Your valence electrons refers to the electrons sitting on the outermost shell. Say your atom has 10 protons. So, since the number of protons is equal to the number of electrons, then your atom has 10 electrons as well. Therefore, you would have 2 electrons in your first shell and 8 electrons in your shell. This is your outermost shell.

Now, the maximum number of electrons in your outermost shell is 8 electrons. The elements on the periodic table who all have a full outermost shell or a shell with 8 electrons are called the halogens. They are iodine, bromine, fluoride, chloride and astatine.

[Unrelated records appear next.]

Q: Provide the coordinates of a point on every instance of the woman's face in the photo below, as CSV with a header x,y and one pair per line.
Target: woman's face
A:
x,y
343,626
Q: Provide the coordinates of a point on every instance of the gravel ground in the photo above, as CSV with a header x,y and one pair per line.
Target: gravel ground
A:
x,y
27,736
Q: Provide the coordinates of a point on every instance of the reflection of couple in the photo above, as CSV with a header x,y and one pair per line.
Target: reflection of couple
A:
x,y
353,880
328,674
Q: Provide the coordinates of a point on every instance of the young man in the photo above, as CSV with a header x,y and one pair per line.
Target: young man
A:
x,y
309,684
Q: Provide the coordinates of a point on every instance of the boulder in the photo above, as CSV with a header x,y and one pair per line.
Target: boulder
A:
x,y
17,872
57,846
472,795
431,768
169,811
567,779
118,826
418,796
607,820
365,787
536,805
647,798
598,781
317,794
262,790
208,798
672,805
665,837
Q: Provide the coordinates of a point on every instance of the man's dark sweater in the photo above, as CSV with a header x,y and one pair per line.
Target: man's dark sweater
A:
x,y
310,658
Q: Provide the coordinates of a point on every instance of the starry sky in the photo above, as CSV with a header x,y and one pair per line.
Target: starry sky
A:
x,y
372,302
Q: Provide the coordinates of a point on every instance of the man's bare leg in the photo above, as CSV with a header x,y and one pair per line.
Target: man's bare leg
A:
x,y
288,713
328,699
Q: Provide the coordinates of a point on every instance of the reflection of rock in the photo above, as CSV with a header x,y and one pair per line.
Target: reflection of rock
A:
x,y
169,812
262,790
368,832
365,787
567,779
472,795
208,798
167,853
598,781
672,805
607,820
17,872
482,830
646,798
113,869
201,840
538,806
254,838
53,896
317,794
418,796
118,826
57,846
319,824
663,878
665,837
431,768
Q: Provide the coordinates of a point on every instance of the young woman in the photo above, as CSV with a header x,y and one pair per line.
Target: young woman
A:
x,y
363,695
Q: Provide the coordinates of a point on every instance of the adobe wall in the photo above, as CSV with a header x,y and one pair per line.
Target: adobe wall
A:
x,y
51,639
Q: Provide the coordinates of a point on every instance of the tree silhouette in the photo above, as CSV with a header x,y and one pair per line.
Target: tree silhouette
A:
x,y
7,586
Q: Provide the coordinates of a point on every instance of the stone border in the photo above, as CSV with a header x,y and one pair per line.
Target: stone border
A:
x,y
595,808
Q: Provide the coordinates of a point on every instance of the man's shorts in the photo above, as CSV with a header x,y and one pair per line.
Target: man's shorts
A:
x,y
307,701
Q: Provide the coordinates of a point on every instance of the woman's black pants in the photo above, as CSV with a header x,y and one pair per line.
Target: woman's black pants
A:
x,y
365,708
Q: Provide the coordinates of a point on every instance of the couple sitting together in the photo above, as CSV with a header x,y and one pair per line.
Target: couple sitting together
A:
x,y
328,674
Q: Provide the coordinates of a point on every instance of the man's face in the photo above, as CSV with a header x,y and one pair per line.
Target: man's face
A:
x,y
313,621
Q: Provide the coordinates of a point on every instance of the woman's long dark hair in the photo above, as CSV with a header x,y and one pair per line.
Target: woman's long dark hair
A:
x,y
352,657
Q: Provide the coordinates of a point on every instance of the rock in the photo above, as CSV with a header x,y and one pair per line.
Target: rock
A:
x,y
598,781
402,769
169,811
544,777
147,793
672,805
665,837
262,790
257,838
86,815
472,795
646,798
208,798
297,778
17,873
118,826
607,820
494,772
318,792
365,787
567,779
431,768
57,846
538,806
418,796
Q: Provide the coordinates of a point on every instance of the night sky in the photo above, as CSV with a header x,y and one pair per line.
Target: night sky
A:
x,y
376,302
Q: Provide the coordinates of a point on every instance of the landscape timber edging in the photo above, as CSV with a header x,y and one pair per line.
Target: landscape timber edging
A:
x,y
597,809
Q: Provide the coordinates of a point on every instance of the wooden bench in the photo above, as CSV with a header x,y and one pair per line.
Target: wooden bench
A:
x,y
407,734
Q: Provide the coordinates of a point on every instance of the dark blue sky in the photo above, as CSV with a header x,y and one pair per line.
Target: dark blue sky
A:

They are the most stable elements out of the periodic table.

Well, all elements want to become more stable by having a full outermost shell consisting of 8 electrons. So for elements such as sodium, lithium and potassium, they are extremely reactive. This is because, for example, sodium has 11 electrons. So 2 electrons in the first shell, 8 electrons in the next shell and 1 electron in the final shell.

To become more stable or have 8 electrons in their outermost shell, they can either lose that one pesky electron in the third shell or they could gain 7 more electrons. Now elements are just like us humans. They are extremely lazy! So, they decide to ditch that 1 electron in their third shell. When they release that electron, they also release a large amount of energy. Hence, that's why all elements in the first group are considered extremely reactive.

Just to get the gist of the rest of the periodic table, the elements become more stable as the electrons in the outermost shell increases. That's because they go from ditching their electrons to accepting 1,2 or 3 more electrons from another elements to have a full outermost shell.